We mosst definitely did have a great chat, its just when you let people started being hella rude. But its okay i am way over it now because many people told me to stay away from that and thats exactly what i am going to do. Thanks for being the first person to talk to me! Pm me !


----------



## Jessica Rose (Jan 12, 2013)

mipmunk40 said:


> hey hun, they just like winding people up on there, that's all, you can always pm in, I will always try to help. Take care. R x


Yeah i understand, well thanks for being nice about it, unlike some people ;P I should learn not to be so sensitive but then again Ive always taken things personally. I need to sstop caring about what others think of me. Thanks


----------



## Jessica Rose (Jan 12, 2013)

Susto said:


> I'm not surprised, people in chatroom are most retards who only talk bullshit


So i've noticed. I dont know why people have to be like that  Thanks for the support !


----------



## Jessica Rose (Jan 12, 2013)

Justinian585 said:


> I'd like to deeply and sincerely apologize for my friends in the chat room. They can be quite vulgar to put it kindly. There has however been an influx of troll account being created the past few weeks, most of which used an attractive female like yourself in their profile picture. Some people believed you were one of those accounts. I'm sure you are not though, and would like to formally invite you to return to the chat room this weekend. I will personally apologize to you and encourage my colleagues to do the same. Once again, I'm sorry. This place can actually be quite helpful, it just has it's moments.

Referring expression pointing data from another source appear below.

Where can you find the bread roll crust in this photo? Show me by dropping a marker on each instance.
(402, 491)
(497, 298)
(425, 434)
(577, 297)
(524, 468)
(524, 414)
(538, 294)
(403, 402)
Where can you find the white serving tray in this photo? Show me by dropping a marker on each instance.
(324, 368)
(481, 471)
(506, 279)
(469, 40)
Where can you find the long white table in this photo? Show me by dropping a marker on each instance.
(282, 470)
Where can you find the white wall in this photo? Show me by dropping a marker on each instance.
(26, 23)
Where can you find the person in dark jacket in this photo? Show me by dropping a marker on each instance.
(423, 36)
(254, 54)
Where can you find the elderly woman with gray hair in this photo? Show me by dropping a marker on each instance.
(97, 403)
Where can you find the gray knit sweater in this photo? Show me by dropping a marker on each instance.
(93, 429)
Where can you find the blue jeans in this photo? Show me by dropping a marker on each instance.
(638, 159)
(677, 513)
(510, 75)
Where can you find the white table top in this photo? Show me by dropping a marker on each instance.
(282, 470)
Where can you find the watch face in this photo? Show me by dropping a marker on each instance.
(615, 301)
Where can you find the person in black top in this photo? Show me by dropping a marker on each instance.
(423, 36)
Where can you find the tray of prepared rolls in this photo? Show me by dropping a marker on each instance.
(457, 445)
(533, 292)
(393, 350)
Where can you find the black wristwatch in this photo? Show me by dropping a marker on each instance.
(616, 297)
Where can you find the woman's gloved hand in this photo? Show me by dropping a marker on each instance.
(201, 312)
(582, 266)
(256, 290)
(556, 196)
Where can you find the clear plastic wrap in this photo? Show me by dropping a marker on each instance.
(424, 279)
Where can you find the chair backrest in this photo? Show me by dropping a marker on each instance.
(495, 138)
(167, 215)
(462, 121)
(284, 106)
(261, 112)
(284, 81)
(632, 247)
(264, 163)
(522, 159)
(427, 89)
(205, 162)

Thank you that was nice of you to apologize on be half of your friends. As much as I appreciate the offer ill probably stay away from the chat room for my own good. Keep in touch !


----------



## Jessica Rose (Jan 12, 2013)

Haumea said:


> Oh, don't worry about that - they're a bunch of assholes in there. Stick around the forum a bit before you wade into the infestation that is the chat.


Thats exactly what I will do! Thanks for the help


----------